FDA Approval Summary: Pembrolizumab, Atezolizumab, and Cemiplimab-rwlc as Single Agents for First-Line Treatment of Advanced/Metastatic PD-L1–High NSCLC
Oladimeji Akinboro, Erin Larkins, Lee H. Pai-Scherf, Luckson N. Mathieu, Yi Ren, Joyce Cheng, Mallorie H. Fiero, Wentao Fu, Youwei Bi, Shyam Kalavar, Samina Jafri, Pallavi S. Mishra-Kalyani, Jeanne Fourie Zirkelbach, Hongshan Li, Hong Zhao, Kun He, Whitney S. Helms, Meredith K. Chuk, Min Wang, Ilynn Bulatao, Jonathan Herz, Blaire L. Osborn, Yuan Xu, Jiang Liu, Yutao Gong, Sharon Sickafuse, Rebecca Cohen, Martha Donoghue, Richard Pazdur, Julia A. Beaver, Harpreet Singh
Abstract
FDA's approval of cemiplimab-rwlc on February 22, 2021, follows prior approvals of pembrolizumab and atezolizumab for similar indications as first-line treatment for patients with programmed death ligand-1 (PD-L1)-high advanced non-small cell lung cancer (NSCLC). Approvals of these anti-PD-L1 agents were supported by statistically significant and clinically meaningful improvements in overall survival (OS) in international, multicenter, active-controlled randomized trials. In KEYNOTE-024, the OS HR was 0.60 [95% confidence interval (CI), 0.41-0.89; P = 0.005] favoring pembrolizumab over platinum-doublet chemotherapy.
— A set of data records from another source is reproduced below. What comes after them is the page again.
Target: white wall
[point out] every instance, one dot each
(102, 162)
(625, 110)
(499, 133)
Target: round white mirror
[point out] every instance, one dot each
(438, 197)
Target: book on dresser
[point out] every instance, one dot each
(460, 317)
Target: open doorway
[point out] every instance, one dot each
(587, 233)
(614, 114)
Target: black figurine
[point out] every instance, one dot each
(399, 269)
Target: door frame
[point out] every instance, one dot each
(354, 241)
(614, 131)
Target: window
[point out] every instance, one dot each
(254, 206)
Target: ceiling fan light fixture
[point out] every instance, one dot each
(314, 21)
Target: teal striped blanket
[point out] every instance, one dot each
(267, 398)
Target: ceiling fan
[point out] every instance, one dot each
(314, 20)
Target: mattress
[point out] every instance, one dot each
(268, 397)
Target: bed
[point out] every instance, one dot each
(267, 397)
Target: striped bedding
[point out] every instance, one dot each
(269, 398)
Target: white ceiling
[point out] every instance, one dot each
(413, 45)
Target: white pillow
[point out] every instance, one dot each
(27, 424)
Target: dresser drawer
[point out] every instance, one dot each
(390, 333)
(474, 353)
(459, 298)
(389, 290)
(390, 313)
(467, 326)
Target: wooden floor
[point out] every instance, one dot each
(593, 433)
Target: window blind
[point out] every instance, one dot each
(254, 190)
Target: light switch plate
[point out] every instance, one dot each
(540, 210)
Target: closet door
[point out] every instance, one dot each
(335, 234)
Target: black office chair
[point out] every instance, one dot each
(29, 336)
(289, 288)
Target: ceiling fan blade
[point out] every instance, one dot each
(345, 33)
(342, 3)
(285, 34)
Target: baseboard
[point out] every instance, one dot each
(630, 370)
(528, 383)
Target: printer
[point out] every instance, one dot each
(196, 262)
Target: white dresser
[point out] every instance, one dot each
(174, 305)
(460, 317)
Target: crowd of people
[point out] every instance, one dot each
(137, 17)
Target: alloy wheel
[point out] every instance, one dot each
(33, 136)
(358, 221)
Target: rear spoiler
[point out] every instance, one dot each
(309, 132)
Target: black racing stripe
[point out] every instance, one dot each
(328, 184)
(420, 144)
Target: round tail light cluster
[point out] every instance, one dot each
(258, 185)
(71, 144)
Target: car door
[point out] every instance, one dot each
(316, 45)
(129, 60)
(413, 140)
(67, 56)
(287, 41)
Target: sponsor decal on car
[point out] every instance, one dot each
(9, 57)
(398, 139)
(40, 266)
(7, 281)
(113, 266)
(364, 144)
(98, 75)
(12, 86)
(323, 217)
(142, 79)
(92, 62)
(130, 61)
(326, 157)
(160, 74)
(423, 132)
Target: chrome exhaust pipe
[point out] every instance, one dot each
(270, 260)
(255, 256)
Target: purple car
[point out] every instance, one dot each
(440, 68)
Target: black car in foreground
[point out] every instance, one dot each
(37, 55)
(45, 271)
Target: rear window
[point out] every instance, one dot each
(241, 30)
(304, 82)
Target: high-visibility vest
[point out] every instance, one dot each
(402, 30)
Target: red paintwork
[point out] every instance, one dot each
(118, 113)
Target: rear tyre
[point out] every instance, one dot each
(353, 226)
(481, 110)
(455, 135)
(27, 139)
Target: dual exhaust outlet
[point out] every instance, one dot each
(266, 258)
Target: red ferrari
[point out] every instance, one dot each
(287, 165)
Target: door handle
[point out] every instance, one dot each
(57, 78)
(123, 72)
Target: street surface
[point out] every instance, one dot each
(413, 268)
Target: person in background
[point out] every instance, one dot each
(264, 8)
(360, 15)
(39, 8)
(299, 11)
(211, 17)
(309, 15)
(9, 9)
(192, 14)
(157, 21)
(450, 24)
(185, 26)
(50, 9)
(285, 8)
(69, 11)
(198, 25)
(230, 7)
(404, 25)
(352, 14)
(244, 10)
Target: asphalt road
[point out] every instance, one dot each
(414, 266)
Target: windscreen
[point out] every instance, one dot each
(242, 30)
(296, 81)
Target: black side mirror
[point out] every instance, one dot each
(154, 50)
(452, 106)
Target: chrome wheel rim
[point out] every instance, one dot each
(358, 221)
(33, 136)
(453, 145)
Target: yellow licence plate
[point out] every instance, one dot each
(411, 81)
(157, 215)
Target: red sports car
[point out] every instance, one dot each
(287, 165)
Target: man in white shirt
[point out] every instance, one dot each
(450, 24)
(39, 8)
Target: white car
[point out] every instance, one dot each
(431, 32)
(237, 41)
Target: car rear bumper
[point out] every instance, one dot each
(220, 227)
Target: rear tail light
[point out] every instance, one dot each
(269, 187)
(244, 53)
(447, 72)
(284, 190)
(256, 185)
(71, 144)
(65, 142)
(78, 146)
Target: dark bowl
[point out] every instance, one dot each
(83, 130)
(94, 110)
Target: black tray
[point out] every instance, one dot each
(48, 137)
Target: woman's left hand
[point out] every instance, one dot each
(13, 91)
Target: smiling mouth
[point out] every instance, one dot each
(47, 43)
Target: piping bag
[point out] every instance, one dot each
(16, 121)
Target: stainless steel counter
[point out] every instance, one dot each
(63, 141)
In IMpower110, the OS HR was 0.59 (95% CI, 0.40-0.89; P = 0.0106) favoring atezolizumab over platinum-doublet chemotherapy. In Study 1624, the OS HR was 0.68 (95% CI, 0.53-0.87; P = 0.0022) favoring cemiplimab-rwlc over platinum-doublet chemotherapy. The progression-free survival (PFS) effect sizes for these anti-PD-L1 antibodies were also comparable across their respective registrational trials, and their safety profiles were consistent with the anti-PD-L1 class adverse event profile. The consistent survival benefits and manageable toxicity profiles of these single-agent anti-PD-L1 antibodies have established them as important treatment options in the PD-L1-high NSCLC treatment landscape. FDA approvals of these anti-PD-L1 antibodies, based on their favorable benefit-risk profiles, present effective chemotherapy-free therapeutic options for patients with advanced PD-L1-high NSCLC in the United States.